In the wake of the U.S. Supreme Court’s Young v. UPS decision—where the court analyzed the Pregnancy Discrimination Act but failed to provide clear guidance—many employers wondered about their obligations to accommodate pregnant employees. The Rhode Island General Assembly has now, like a number of other state legislatures, passed legislation mandating workplace accommodation of pregnant and nursing women. Notably, the bill, which Gov. Gina Raimondo signed into law at the end of June (and which became effective upon her signing), draws heavily from the existing city ordinances in Providence and Central Falls. (Employers in these cities should note that the new law has stricter—and some new—components.)
The new law expands the Fair Employment Practices Act by making it illegal to refuse to reasonably accommodate an employee’s condition related to pregnancy, childbirth or a related medical condition. Required “reasonable accommodations” include, but are not limited to, allowing for more frequent or longer breaks, time off to recover from childbirth, acquisition or modification of equipment, temporary transfer to a less strenuous or hazardous position, job restructuring and light duty. Similar to state and federal disability discrimination law, if an employer can prove that providing an accommodation to a pregnant or nursing woman would cause the employer to suffer an undue hardship, such as significant financial harm, the employer need not provide that accommodation.
The new law also expands on the Nursing Working Mothers Act by requiring break time for nursing mothers to express breast milk, whereas before, providing a break was optional. The new law also reincorporates the existing requirement that employers provide a private non-bathroom space for expressing breast milk. Additionally, an employer may not require a pregnant or nursing employee to take leave if it is otherwise possible to accommodate the woman. Finally, the new law has posting and notice requirements that require employers to provide written notice of an employee’s right to be free from pregnancy-related discrimination and the right to reasonable accommodations for conditions related to pregnancy, childbirth and nursing.
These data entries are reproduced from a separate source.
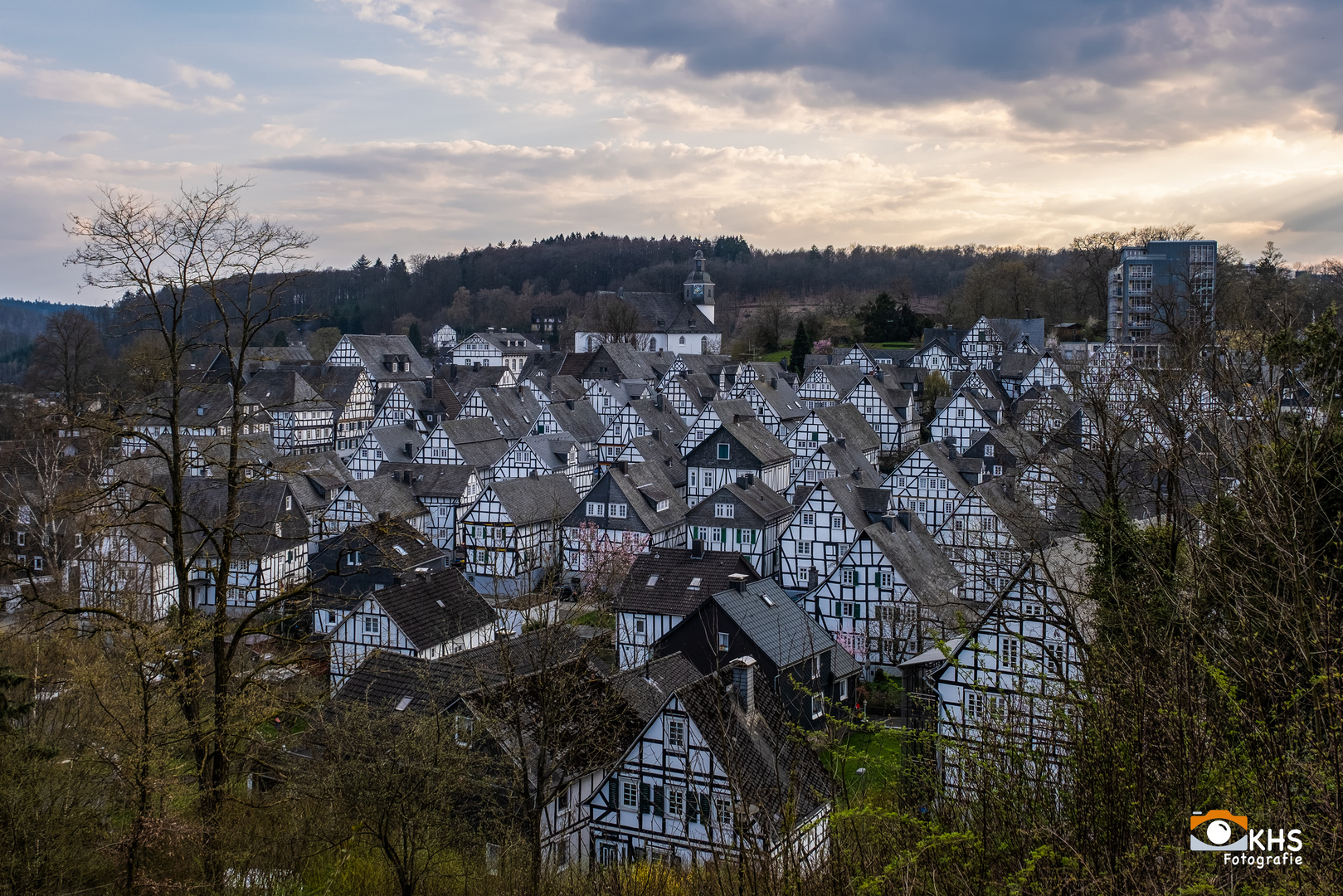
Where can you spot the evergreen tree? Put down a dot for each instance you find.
(800, 343)
(880, 319)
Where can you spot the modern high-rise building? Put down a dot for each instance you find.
(1161, 282)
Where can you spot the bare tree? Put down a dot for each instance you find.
(69, 360)
(203, 277)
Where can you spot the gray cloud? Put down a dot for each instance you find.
(908, 50)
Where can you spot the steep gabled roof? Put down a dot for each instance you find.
(436, 607)
(674, 582)
(536, 499)
(781, 627)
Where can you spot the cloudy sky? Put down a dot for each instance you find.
(427, 125)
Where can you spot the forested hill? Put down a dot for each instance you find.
(499, 285)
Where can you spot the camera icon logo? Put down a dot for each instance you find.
(1219, 828)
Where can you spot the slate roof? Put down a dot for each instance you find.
(479, 441)
(577, 416)
(648, 688)
(666, 314)
(781, 627)
(386, 536)
(430, 480)
(766, 765)
(922, 563)
(436, 607)
(673, 571)
(846, 422)
(392, 441)
(371, 351)
(536, 499)
(842, 377)
(384, 494)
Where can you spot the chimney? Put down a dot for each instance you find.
(743, 681)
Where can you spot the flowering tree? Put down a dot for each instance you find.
(605, 562)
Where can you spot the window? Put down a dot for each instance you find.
(1054, 655)
(676, 733)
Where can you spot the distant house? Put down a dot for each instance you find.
(386, 359)
(631, 505)
(496, 348)
(513, 533)
(431, 616)
(739, 446)
(661, 589)
(796, 657)
(744, 516)
(676, 796)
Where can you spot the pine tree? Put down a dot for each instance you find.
(800, 343)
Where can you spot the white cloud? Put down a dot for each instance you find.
(98, 89)
(88, 137)
(282, 136)
(193, 77)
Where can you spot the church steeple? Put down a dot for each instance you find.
(698, 286)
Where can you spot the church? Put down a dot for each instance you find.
(681, 324)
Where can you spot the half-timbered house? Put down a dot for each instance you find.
(740, 445)
(828, 520)
(892, 594)
(661, 589)
(829, 384)
(744, 516)
(716, 746)
(513, 533)
(1015, 677)
(431, 616)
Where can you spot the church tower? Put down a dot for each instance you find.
(698, 288)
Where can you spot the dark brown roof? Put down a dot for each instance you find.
(673, 572)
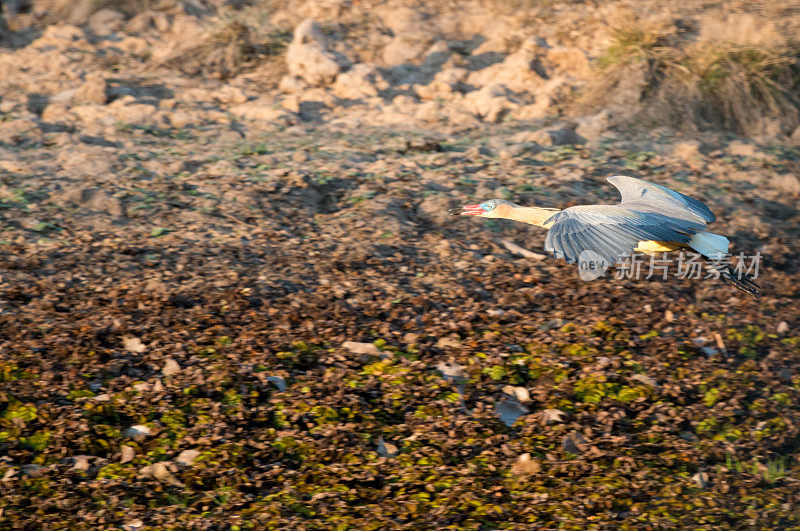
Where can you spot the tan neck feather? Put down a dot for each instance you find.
(532, 215)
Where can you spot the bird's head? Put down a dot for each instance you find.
(493, 208)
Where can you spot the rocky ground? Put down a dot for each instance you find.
(232, 296)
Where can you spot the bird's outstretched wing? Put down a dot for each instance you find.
(642, 196)
(612, 231)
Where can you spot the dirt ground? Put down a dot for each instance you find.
(214, 320)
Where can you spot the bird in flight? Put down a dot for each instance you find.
(650, 219)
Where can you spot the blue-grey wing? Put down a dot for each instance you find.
(643, 196)
(612, 231)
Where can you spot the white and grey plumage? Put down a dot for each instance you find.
(649, 218)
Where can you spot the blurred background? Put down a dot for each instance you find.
(231, 295)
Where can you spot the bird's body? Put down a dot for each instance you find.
(649, 219)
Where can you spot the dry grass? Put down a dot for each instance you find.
(745, 88)
(234, 40)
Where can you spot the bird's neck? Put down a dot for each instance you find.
(532, 215)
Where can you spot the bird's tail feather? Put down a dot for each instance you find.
(742, 282)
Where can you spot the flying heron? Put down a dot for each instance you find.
(650, 219)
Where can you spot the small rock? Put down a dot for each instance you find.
(452, 372)
(701, 479)
(709, 351)
(34, 470)
(509, 411)
(520, 393)
(592, 127)
(361, 348)
(80, 462)
(643, 378)
(258, 110)
(138, 432)
(516, 249)
(187, 457)
(786, 182)
(386, 449)
(491, 102)
(127, 454)
(229, 94)
(132, 525)
(555, 136)
(134, 344)
(551, 416)
(160, 472)
(278, 382)
(686, 151)
(92, 91)
(171, 367)
(359, 82)
(525, 466)
(308, 57)
(448, 342)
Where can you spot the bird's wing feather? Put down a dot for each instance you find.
(612, 231)
(643, 196)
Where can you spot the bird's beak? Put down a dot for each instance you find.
(467, 210)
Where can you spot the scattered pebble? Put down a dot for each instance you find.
(525, 466)
(278, 382)
(187, 457)
(134, 344)
(171, 367)
(361, 348)
(127, 454)
(386, 449)
(509, 411)
(701, 479)
(138, 432)
(519, 393)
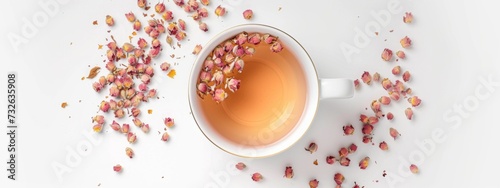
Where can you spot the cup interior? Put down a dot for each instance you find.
(307, 114)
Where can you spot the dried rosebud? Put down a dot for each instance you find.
(125, 128)
(363, 164)
(348, 129)
(408, 17)
(401, 54)
(366, 77)
(343, 152)
(197, 49)
(339, 178)
(405, 42)
(390, 116)
(313, 183)
(376, 77)
(169, 122)
(99, 119)
(396, 70)
(394, 133)
(387, 54)
(248, 14)
(288, 172)
(367, 129)
(160, 7)
(117, 168)
(409, 113)
(165, 137)
(141, 3)
(256, 177)
(109, 20)
(97, 128)
(312, 147)
(131, 137)
(145, 128)
(233, 84)
(367, 139)
(385, 100)
(276, 47)
(414, 169)
(240, 166)
(352, 148)
(383, 146)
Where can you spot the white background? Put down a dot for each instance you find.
(455, 45)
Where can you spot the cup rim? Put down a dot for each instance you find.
(313, 88)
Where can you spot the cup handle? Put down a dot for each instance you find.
(336, 88)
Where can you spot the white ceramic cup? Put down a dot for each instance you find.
(316, 89)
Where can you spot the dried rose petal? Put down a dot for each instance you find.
(414, 101)
(405, 42)
(390, 116)
(288, 172)
(256, 177)
(401, 54)
(363, 164)
(117, 168)
(387, 54)
(383, 146)
(348, 129)
(203, 26)
(343, 152)
(367, 129)
(312, 147)
(367, 139)
(220, 11)
(129, 152)
(339, 178)
(240, 166)
(366, 77)
(313, 183)
(109, 20)
(409, 113)
(330, 159)
(131, 137)
(352, 148)
(396, 70)
(376, 77)
(414, 169)
(248, 14)
(165, 137)
(125, 128)
(394, 133)
(408, 17)
(169, 122)
(385, 100)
Employers will certainly struggle with challenges inherent in applying a new reasonable accommodation obligation. Because an employer’s reasonable accommodation of other classes of employees (e.g., injured or disabled employees) creates a rebuttable presumption that accommodating pregnant employees in the same way would not create an undue hardship, employers must approach each new accommodation as a potentially binding precedent. The law does not specifically address whether the reasonable accommodation obligation requires excusing the pregnant employee—when transfer to another position is infeasible or unduly burdensome—from performing essential job functions such as lifting, physical restraints, climbing or other activities that may be impossible or risky for her. Case law regarding reasonable accommodations under the Americans with Disabilities Act will be instructive, but because pregnancy is not an ADA disability and the new law differs from the ADA, there will be much to learn.